BUSINESS
05/17/2010 10:30 am ET | Updated May 25, 2011

K Street Protest: Dozens Storm D.C. Bank Branches, Block K Street Intersection

Dozens of noisy purple-shirted SEIU protesters stormed a Bank of America branch near the U.S. Capitol on Monday, forcing the bank to close down as confused customers looked on and tellers retreated to an interior room.

Other groups from SEIU and National People's Action were set to stage protests at BofA's and JPMorgan Chase's lobby shops downtown as part of a daylong anti-K Street extravaganza.

A security guard told HuffPost the branch would be closed only temporarily.

From there, the group blocked an intersection in D.C.'s tiny Chinatown, then stopped by a Citibank branch. "Corporate greed has got to go!"

At 11:00 a.m., hundreds of protesters from SEIU and National People's Action merged at the offices of Democratic superlobbyist Tony Podesta, who boasts Bank of America among his massive client list. "We're fired up to take down Wall Street," they chanted.

UPDATE 3:45 P.M.

SEIU member Al Marshall traveled from Oakland, Calif., where he works as a construction inspector, to join the protest. He said he'd recently lost his home to foreclosure after Wells Fargo denied him a modification. He said he struggled to make payments after his wife lost her job and his hours were reduced.

"I explained to Wells Fargo what the hardship was, and they laughed at me," he said, tears streaming down his face. "If [the financial industry] can spend $1.4 million a day lobbying, there shouldn't be a homeless person anywhere in America."

In response, Wells Fargo touted its modification efforts, saying the bank has granted borrowers 505,059 mortgage modifications since the beginning of 2009. According to the latest report from the Treasury department, released Monday, Wells Fargo has modified 25 percent of eligible delinquent mortgages in its portfolio under the Obama administration's Home Affordable Modification Program -- a total of 36,094 permanent mods.

Podesta donates a lot of money to Democratic candidates and party committees -- $394,800 in the current election cycle alone -- while his firm has booked record revenue lobbying for clients opposed to various parts of the Democratic agenda. (Podesta and his firm did not immediately respond to interview requests.)

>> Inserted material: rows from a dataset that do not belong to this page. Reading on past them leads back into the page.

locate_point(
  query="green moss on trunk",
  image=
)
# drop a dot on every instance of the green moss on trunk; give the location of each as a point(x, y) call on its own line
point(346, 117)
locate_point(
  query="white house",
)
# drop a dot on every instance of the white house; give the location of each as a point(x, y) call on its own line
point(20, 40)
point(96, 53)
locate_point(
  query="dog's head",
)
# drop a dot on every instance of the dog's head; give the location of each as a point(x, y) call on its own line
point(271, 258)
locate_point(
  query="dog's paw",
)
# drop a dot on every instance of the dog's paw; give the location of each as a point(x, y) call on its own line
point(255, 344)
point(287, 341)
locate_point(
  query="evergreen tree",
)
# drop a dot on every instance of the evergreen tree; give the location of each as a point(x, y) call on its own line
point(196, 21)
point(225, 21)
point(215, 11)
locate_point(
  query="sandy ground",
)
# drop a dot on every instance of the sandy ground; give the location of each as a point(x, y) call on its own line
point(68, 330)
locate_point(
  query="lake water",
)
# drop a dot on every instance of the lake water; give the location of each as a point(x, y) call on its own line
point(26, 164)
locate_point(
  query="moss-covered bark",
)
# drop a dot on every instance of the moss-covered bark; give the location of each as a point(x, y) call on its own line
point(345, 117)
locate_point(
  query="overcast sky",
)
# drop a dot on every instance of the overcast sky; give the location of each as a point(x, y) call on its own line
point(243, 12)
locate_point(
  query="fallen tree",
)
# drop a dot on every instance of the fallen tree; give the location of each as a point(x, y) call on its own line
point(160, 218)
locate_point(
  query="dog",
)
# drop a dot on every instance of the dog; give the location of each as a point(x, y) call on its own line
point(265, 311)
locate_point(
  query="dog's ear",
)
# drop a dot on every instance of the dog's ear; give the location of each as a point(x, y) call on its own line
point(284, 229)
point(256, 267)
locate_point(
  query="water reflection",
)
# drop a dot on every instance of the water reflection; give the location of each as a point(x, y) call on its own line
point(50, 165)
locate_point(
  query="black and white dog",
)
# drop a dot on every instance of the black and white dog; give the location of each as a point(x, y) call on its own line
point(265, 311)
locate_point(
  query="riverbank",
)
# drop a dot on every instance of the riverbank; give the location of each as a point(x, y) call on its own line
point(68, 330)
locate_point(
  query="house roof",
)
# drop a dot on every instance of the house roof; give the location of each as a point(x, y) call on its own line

By targeting Dem lobbyists like Podesta and Steve Elmendorf, the SEIU and other groups are signaling that they've lost patience with people who appear to be playing both sides.

"Whether you're an in-house lobbyist or whether you're a hired lobbyist, you're part of this machine backed by millions of dollars dedicated to using a variety of tricks and maneuvers to gut and weaken whatever Congress is trying to change," said SEIU's Stephen Lerner. "We want the bank lobbyists to look people directly in the eye."

The SEIU estimated that it had 2,000 people on hand when it clogged a K Street intersection for 20 minutes at the height of the protest.